Profil Yulianto Widiraharjo
Yulianto Widiraharjo diketahui memiliki rekam jejak sebagai deklarator Relawan Sekretariat Nasional (Seknas) Jokowi–Ma’ruf Amin, meski mengaku sudah tidak aktif. Dia juga pernah menjabat sebagai Ketua Komisi Informasi Provinsi (KIP) DKI Jakarta periode 2012–2016. Dia sempat terseret perkara hukum terkait penggunaan dana mobilitas komisioner KIP DKI, meski di tingkat kasasi Mahkamah Agung akhirnya dibebaskan karena tidak terbukti melakukan tindak pidana korupsi.
Dikenal sebagai figur yang kerap berbicara soal transparansi, akuntabilitas, dan hak publik atas informasi.
Profil Edy Mulyadi
Edy Mulyadi lahir di Jakarta pada 8 Agustus 1966. Ia diketahui sebagai seorang wartawan senior di Forum News Network (FNN). Sebelum bekerja di FNN, ia memulai karir jurnalistiknya di surat kabar Harian Neraca. Pada 2014 ia pernah menjadi kontributor kolom Kompasiana.

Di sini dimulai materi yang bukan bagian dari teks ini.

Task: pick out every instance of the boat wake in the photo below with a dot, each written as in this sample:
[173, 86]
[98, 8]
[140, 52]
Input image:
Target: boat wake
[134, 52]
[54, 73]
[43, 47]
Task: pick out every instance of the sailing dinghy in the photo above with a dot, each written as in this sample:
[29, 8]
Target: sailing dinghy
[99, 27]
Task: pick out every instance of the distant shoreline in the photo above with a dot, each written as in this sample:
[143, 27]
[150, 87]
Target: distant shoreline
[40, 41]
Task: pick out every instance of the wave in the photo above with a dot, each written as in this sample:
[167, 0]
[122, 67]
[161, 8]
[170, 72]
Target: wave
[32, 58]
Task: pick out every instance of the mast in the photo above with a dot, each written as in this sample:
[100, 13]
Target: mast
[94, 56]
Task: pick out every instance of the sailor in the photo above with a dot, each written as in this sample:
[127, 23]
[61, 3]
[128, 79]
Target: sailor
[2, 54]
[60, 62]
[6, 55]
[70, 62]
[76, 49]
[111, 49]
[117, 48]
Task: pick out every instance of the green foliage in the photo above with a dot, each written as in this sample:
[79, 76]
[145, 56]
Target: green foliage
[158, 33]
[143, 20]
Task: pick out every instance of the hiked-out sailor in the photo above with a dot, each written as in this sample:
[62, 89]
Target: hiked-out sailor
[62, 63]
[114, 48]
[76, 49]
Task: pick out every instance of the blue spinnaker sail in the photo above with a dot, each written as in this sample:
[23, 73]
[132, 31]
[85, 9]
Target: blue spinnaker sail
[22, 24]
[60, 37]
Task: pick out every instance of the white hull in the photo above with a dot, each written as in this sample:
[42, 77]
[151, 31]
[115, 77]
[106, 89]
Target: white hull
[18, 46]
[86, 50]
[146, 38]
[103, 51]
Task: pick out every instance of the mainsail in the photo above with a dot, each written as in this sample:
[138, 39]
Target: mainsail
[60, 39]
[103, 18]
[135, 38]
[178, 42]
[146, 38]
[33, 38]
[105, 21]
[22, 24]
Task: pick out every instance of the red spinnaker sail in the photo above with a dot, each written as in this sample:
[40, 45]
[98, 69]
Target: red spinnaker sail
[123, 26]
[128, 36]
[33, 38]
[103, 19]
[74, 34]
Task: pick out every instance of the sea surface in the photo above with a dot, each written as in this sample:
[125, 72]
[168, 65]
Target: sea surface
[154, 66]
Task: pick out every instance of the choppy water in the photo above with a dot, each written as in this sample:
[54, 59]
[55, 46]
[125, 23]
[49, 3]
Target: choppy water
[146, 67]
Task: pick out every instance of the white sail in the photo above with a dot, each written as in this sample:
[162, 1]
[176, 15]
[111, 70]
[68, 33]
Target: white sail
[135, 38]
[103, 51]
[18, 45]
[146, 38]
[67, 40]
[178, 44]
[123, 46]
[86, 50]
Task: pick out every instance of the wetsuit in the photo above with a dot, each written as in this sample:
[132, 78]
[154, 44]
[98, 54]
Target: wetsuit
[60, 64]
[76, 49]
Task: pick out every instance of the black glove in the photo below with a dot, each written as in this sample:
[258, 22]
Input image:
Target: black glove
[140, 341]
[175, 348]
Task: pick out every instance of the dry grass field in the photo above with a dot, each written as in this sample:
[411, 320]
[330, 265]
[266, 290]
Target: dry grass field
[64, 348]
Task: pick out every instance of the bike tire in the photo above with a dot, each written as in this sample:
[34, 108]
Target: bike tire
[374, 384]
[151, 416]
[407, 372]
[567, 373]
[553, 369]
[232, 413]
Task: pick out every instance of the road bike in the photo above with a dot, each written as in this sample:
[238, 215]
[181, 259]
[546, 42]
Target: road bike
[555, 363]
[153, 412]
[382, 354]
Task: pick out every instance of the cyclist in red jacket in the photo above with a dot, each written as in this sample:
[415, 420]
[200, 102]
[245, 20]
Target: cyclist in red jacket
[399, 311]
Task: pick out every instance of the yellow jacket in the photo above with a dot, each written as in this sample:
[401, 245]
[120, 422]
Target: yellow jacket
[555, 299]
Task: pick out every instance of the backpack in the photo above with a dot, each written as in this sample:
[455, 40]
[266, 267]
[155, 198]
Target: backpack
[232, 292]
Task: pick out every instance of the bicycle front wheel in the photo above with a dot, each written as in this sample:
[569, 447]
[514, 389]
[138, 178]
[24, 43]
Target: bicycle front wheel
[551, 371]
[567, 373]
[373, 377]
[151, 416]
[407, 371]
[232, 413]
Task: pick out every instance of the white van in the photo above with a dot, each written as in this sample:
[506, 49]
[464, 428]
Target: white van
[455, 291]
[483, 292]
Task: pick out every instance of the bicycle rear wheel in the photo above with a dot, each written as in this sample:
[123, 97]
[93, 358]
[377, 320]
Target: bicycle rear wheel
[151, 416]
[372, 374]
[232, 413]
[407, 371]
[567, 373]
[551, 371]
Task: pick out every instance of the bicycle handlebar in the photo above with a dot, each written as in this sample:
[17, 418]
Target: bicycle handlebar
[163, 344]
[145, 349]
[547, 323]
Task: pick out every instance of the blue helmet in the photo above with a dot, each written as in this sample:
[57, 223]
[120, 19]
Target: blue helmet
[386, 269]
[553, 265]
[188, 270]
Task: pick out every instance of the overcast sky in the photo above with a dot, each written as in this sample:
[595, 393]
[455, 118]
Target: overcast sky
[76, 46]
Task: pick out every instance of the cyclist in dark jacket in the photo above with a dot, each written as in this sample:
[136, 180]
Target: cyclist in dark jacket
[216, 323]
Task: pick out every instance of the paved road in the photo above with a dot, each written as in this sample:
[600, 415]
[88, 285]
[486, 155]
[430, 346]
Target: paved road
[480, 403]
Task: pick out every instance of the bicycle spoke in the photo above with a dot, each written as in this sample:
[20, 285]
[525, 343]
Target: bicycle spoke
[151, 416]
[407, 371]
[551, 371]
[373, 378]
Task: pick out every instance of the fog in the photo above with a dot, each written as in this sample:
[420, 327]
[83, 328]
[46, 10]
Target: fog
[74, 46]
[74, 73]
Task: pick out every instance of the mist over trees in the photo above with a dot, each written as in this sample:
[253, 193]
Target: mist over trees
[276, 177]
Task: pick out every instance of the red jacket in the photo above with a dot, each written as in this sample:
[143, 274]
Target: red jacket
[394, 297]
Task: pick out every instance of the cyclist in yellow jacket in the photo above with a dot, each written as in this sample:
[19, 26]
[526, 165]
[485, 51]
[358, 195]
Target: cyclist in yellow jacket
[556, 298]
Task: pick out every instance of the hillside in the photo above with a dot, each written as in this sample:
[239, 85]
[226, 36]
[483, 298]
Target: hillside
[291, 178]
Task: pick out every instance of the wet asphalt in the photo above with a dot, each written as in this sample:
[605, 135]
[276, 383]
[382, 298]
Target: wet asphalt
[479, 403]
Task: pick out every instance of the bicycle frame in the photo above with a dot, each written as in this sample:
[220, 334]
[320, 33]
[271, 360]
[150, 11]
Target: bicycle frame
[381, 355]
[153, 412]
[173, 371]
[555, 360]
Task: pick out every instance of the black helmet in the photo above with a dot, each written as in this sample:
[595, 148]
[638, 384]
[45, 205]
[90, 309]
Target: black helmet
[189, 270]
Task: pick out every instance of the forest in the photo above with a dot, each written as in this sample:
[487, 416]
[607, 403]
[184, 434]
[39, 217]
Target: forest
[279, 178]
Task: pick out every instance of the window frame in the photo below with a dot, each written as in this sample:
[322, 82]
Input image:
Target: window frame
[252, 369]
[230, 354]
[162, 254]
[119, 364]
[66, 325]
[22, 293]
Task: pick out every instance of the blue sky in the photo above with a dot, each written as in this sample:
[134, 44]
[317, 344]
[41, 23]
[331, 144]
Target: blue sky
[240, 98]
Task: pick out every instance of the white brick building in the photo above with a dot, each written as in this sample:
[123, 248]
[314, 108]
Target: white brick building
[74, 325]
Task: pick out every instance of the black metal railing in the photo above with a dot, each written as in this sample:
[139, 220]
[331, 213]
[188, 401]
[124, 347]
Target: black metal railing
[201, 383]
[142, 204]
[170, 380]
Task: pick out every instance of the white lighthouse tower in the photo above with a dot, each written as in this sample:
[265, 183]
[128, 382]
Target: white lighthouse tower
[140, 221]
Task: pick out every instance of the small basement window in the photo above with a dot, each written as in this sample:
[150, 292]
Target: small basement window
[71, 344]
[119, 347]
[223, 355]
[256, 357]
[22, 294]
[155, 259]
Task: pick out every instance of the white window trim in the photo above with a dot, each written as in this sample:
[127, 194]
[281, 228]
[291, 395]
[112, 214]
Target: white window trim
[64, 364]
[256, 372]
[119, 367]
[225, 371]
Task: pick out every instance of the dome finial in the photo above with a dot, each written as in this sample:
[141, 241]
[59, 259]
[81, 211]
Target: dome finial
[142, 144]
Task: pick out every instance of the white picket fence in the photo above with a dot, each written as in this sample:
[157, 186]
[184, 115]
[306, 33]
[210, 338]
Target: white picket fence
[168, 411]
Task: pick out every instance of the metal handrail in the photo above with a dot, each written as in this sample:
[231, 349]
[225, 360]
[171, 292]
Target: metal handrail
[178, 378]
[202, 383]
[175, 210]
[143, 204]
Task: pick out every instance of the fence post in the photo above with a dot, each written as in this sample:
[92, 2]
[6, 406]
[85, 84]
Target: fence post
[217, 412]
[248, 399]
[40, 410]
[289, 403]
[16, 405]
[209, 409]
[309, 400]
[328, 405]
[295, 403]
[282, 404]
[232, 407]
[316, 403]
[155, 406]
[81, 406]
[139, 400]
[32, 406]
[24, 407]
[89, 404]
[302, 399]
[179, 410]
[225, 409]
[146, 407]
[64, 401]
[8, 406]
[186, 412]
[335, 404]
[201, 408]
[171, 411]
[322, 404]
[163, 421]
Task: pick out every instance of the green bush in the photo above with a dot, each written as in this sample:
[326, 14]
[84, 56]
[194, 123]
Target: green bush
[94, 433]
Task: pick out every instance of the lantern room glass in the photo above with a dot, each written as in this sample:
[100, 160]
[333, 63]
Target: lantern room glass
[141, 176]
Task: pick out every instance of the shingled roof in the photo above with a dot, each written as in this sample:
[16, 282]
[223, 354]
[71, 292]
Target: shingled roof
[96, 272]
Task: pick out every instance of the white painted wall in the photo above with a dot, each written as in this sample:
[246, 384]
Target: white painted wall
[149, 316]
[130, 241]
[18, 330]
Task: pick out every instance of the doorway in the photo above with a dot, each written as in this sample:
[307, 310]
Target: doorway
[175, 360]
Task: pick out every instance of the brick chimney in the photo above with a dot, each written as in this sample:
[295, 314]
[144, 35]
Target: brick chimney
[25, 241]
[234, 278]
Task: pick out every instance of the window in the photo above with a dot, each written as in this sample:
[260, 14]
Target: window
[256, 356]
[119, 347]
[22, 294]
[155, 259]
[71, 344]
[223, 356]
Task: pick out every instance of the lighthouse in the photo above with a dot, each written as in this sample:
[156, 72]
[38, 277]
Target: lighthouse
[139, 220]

Dalam keterangan profilnya, ia menuliskan dirinya seorang jurnalis, media trainer, dan konsultan kehumasan. Edy sempat terjun ke dunia politik praktis pada 2019. Ia pernah mencoba menjadi anggota DPR RI melalui perantara Partai Keadilan Sejahtera (PKS) untuk Dapil Jakarta 3. Namun, suara yang ia peroleh belum dapat membawanya ke gedung parlemen di Senayan.

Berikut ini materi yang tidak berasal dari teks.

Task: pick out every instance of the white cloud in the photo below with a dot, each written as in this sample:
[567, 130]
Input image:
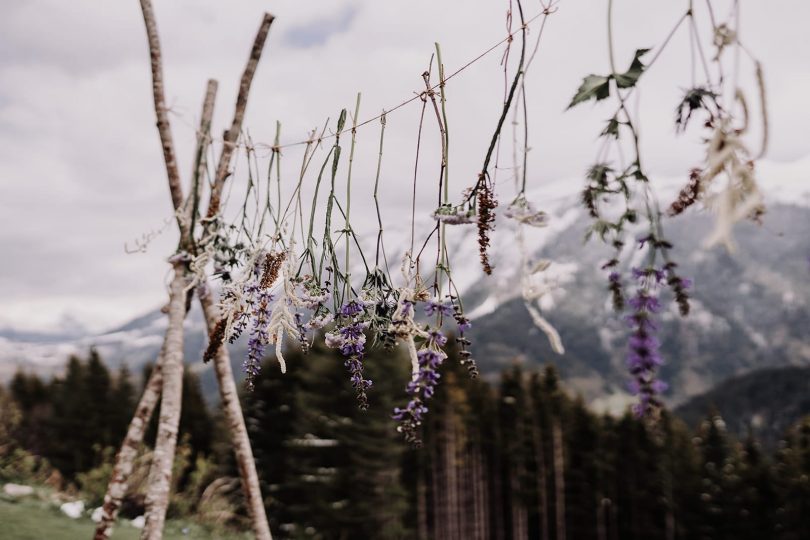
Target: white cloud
[80, 163]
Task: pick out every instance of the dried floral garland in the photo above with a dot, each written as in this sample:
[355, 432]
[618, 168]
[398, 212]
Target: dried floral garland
[271, 288]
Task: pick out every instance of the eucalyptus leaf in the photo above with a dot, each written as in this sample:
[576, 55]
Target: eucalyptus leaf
[630, 77]
[594, 87]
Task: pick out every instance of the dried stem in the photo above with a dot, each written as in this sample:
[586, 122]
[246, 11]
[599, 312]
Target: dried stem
[163, 125]
[231, 136]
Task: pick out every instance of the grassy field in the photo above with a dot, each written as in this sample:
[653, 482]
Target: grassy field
[32, 519]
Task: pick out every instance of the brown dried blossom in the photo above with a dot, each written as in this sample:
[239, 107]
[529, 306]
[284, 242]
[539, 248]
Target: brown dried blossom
[486, 220]
[272, 266]
[689, 194]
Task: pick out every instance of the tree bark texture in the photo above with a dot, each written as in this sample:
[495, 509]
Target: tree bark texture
[160, 473]
[236, 424]
[125, 459]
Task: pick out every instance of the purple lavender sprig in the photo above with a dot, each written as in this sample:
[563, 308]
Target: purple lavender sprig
[643, 358]
[350, 338]
[421, 387]
[259, 335]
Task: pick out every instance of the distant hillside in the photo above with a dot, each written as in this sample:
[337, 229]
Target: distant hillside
[765, 401]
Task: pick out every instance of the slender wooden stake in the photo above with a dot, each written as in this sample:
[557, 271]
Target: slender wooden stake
[231, 136]
[559, 478]
[236, 424]
[160, 474]
[164, 128]
[125, 459]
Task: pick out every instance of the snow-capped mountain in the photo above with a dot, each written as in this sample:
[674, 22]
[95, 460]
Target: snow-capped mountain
[750, 310]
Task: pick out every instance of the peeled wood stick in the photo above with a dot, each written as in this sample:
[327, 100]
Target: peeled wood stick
[231, 136]
[160, 473]
[200, 161]
[163, 125]
[236, 424]
[125, 459]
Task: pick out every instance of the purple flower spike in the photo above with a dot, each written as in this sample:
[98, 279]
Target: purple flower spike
[422, 387]
[350, 338]
[259, 337]
[644, 359]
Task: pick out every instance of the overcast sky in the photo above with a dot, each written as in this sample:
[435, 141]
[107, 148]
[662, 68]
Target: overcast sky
[81, 170]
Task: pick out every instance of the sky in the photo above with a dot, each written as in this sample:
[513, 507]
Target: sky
[81, 169]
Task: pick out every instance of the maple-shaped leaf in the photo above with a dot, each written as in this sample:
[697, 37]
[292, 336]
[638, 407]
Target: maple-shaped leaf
[630, 77]
[594, 87]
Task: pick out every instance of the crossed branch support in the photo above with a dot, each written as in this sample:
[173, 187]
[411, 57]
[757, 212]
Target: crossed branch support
[166, 379]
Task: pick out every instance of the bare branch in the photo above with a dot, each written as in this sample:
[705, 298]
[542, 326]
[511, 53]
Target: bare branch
[192, 204]
[231, 136]
[125, 459]
[164, 128]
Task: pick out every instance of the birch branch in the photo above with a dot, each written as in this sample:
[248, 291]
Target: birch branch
[163, 125]
[125, 459]
[236, 425]
[231, 136]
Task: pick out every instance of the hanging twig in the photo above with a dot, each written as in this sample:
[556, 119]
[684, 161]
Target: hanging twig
[229, 142]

Nama Edy dikenal luas setelah ditetapkan sebagai tersangka ujaran kebencian karena menyebut lokasi Ibu Kota Negara di Kalimantan Timur sebagai tempat jin buang anak.
“Bisa memahami enggak, ini ada sebuah tempat elite punya sendiri yang harganya mahal,” ujar Edy Mulyadi dari video yang viral di media sosial. Bahkan Edy Mulyadi menyebut pasar bagi Ibu Kota Baru adalah kuntilanak dan genderuwo.

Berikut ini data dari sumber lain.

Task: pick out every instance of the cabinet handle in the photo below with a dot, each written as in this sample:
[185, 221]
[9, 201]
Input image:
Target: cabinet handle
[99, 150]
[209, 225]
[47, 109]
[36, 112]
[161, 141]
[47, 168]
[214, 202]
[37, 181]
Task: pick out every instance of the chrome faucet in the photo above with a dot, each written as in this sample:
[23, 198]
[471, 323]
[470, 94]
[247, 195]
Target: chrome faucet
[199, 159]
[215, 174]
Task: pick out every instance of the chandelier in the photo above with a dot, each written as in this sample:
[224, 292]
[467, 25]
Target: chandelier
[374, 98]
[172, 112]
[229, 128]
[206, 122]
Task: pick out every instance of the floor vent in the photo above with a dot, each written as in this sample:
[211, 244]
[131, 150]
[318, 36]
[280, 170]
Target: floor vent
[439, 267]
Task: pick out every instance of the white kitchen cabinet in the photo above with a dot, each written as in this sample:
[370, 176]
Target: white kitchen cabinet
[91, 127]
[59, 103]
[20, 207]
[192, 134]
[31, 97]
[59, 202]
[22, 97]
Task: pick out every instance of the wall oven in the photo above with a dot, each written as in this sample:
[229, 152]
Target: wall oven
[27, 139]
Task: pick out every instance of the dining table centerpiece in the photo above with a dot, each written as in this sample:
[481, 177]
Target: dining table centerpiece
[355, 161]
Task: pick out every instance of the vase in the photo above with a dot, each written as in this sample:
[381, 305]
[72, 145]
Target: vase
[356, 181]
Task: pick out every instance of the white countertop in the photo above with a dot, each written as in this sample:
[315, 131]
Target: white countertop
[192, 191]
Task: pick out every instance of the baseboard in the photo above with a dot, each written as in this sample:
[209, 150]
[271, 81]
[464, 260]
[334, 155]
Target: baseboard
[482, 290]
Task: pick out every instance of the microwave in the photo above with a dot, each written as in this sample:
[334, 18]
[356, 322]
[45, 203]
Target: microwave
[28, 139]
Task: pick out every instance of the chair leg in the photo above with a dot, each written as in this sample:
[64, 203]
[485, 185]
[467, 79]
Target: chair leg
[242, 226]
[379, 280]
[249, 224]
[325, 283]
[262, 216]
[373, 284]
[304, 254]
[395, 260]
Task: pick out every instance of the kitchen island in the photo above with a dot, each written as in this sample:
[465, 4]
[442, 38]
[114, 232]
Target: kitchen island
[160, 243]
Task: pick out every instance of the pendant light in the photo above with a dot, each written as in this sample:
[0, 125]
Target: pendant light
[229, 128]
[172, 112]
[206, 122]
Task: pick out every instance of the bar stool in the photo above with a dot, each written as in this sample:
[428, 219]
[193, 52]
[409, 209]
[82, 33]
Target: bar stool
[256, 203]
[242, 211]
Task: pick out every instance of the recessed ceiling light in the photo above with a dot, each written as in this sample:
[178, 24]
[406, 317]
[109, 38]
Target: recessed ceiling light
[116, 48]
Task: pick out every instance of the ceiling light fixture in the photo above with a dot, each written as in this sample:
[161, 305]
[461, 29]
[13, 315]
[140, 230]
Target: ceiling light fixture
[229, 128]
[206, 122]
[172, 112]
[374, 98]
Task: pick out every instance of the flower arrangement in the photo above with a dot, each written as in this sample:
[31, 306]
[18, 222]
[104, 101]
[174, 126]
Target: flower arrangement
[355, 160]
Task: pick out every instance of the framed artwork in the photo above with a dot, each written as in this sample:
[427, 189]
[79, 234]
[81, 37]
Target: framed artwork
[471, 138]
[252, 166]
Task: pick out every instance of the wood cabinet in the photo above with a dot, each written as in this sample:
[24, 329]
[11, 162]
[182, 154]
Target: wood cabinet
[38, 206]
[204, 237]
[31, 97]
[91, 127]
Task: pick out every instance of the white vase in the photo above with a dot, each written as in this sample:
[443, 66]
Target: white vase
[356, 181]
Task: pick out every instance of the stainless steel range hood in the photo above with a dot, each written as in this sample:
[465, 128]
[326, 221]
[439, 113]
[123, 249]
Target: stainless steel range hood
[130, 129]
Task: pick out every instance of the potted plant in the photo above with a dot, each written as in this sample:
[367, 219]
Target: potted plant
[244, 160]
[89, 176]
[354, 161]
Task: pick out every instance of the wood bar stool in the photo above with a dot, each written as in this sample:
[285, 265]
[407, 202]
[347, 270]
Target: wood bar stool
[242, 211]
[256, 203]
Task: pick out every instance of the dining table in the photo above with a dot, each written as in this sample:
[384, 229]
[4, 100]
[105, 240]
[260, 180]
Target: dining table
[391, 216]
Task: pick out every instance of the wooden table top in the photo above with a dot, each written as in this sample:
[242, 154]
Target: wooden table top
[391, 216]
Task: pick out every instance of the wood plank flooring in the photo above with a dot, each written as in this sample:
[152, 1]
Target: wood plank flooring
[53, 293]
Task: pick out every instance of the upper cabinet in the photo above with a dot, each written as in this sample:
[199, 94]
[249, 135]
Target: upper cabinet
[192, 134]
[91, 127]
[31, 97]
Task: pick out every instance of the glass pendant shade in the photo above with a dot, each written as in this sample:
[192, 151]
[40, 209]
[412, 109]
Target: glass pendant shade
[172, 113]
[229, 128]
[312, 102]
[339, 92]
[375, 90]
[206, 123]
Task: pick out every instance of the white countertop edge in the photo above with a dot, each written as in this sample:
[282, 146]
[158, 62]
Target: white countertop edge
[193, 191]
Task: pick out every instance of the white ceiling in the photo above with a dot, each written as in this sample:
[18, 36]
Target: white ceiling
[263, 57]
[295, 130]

“Pasarnya siapa?” ujarnya. “Kalau pasarnya kuntilanak, genderuwo ngapain ngebangun di sana,” kata dia.
Untuk menguatkan pendapatnya, Edy Mulyadi menanyakan lokasi tempat tinggal di mana rekan yang ada di sebelahnya berada. “Enggak ada, nih sampean tinggal di mana om?” katanya. “Mana mau tinggal di Gunungsari pindah ke Kalimantan Panajam sana untuk beli rumah di sana,” ujar dia menambahkan.
Akibat pernyataan ini, Edy dilaporkan ke polisi. Di persidangan dia dituntut hukuman 4 tahun penjara oleh jaksa di Pengadilan Negeri Jakarta Pusat. Namun, hakim memvonisnya dengan hukuman penjara tujuh bulan 15 hari pada Senin (12/9/2022).